D’autres élus ne veulent pas non plus donner trop d’importance à la malveillance de leurs
concitoyens, tout en refusant de la laisser impunie. Trois députés LREM de Bordeaux et
Mérignac ont ainsi fait condamner à une amende de 600 euros (dont la moitié avec sursis) un
militant antivax qui les insultait au téléphone.
Leur collègue lot-et-garon-nais, Alexandre Freschi, a été menacé de mort par un autre
adversaire des mesures sanitaires du gouvernement.

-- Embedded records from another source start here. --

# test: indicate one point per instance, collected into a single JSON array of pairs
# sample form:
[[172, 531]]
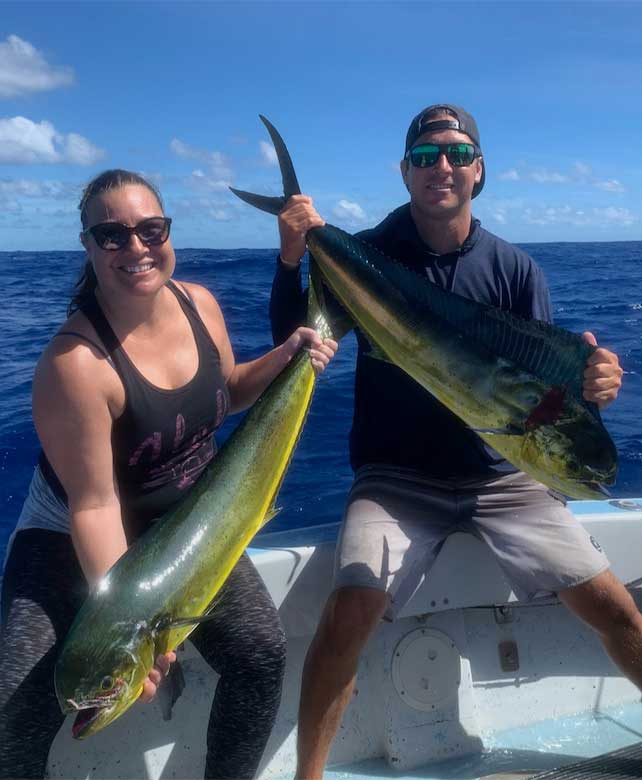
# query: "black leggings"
[[44, 587]]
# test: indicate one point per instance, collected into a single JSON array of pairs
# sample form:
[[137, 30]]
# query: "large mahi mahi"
[[144, 604], [515, 382]]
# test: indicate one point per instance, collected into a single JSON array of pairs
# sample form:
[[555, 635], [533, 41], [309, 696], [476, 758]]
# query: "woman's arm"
[[246, 381], [74, 394]]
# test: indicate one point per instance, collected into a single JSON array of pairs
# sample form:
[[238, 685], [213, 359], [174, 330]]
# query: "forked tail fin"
[[290, 184]]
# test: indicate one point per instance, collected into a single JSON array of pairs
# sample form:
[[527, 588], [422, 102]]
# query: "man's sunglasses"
[[113, 236], [458, 155]]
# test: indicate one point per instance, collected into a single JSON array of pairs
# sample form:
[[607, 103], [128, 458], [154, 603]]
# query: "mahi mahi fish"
[[515, 382], [160, 589]]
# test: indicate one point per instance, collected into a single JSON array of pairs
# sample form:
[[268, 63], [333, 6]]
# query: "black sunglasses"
[[113, 236], [459, 155]]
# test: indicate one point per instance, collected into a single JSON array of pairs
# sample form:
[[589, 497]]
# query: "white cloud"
[[350, 211], [582, 169], [23, 69], [610, 185], [23, 142], [543, 176], [31, 188], [268, 153], [565, 215], [202, 181], [216, 162], [613, 215]]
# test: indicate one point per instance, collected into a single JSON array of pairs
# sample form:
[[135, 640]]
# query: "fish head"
[[100, 674], [576, 451]]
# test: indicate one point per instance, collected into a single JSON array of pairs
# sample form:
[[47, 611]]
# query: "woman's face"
[[136, 269]]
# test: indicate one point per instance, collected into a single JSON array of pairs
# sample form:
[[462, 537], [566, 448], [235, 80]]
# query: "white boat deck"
[[468, 683]]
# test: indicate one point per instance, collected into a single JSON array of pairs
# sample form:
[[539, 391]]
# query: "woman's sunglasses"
[[458, 155], [113, 236]]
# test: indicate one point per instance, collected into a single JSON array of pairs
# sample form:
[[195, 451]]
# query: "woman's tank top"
[[165, 438]]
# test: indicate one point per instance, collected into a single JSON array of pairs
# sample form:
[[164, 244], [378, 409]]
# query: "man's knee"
[[350, 617]]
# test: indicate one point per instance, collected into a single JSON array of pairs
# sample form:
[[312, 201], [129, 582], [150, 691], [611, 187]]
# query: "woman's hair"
[[107, 180]]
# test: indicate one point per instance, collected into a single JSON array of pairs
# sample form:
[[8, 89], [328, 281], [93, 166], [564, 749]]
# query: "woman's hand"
[[156, 675], [602, 375], [295, 219], [321, 350]]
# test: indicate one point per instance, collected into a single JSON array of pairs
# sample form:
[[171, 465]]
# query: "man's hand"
[[602, 375], [295, 219], [156, 675], [321, 351]]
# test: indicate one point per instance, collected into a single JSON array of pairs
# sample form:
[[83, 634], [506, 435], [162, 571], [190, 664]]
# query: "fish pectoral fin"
[[330, 321], [171, 689], [168, 623], [377, 354], [511, 430], [272, 512]]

Ce qui ne l’a évidemment pas dissuadé, à l’Assemblée nationale, d’approuver la mise en place
du pass sanitaire mais il a aussi déposé plainte contre le courageux anonyme se décrivant «
armé jusqu’au cou. »
Après tout, n’est ce pas une députée ex-LREM qui exhorte les opposants au vaccin à envahir
les permanences parlementaires ?
La gifle reçue par le président de la République, Emmanuel Macron, le 8 juin dernier lors d’un
déplacement à Tain-L’Hermitage, dans la Drôme, est sensée elle aussi marquer une rupture.
Pas sûr que cela rassure les élus locaux qui doivent calmer leurs concitoyens les plus énervés.
« Me traiter de gros, c’est inacceptable, d’autant plus que je fais tout pour perdre du poids.